Page:Gide - L’Immoraliste.djvu/208

La bibliothèque libre.
Le texte de cette page a été corrigé et est conforme au fac-similé.

– Apprends-moi…

Ce soir, je ne rentrai que bien tard pour dîner, et comme on ne savait où j’étais, Marceline était inquiète. Je ne lui racontai pourtant pas que j’avais posé six collets et que, loin de gronder Alcide, je lui avais donné dix sous.

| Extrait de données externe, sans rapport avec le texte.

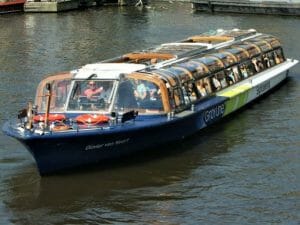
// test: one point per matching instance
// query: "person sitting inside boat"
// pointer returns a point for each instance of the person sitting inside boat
(92, 90)
(140, 91)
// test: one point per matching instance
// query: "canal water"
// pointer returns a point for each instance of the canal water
(244, 170)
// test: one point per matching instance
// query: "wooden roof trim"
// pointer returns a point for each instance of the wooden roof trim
(148, 55)
(208, 39)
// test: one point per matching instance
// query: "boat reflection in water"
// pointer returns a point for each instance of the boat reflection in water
(113, 108)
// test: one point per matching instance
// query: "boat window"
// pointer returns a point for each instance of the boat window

Le lendemain, allant relever ces collets avec lui, l’eus l’amusement de trouver deux lapins pris aux pièges ; naturellement je les lui laissai. La chasse n’était pas encore ouverte. Que devenait donc ce gibier, qu’on ne pouvait montrer sans se commettre ? C’est ce qu’Alcide se refusait à m’avouer. Enfin j’appris, par Bute encore, que Heurtevent était un maître recéleur, et qu’entre Alcide et lui le plus jeune des fils commissionnait. Allais-je donc ainsi pénétrer plus avant dans cette famille farouche ? Avec quelle passion je braconnai !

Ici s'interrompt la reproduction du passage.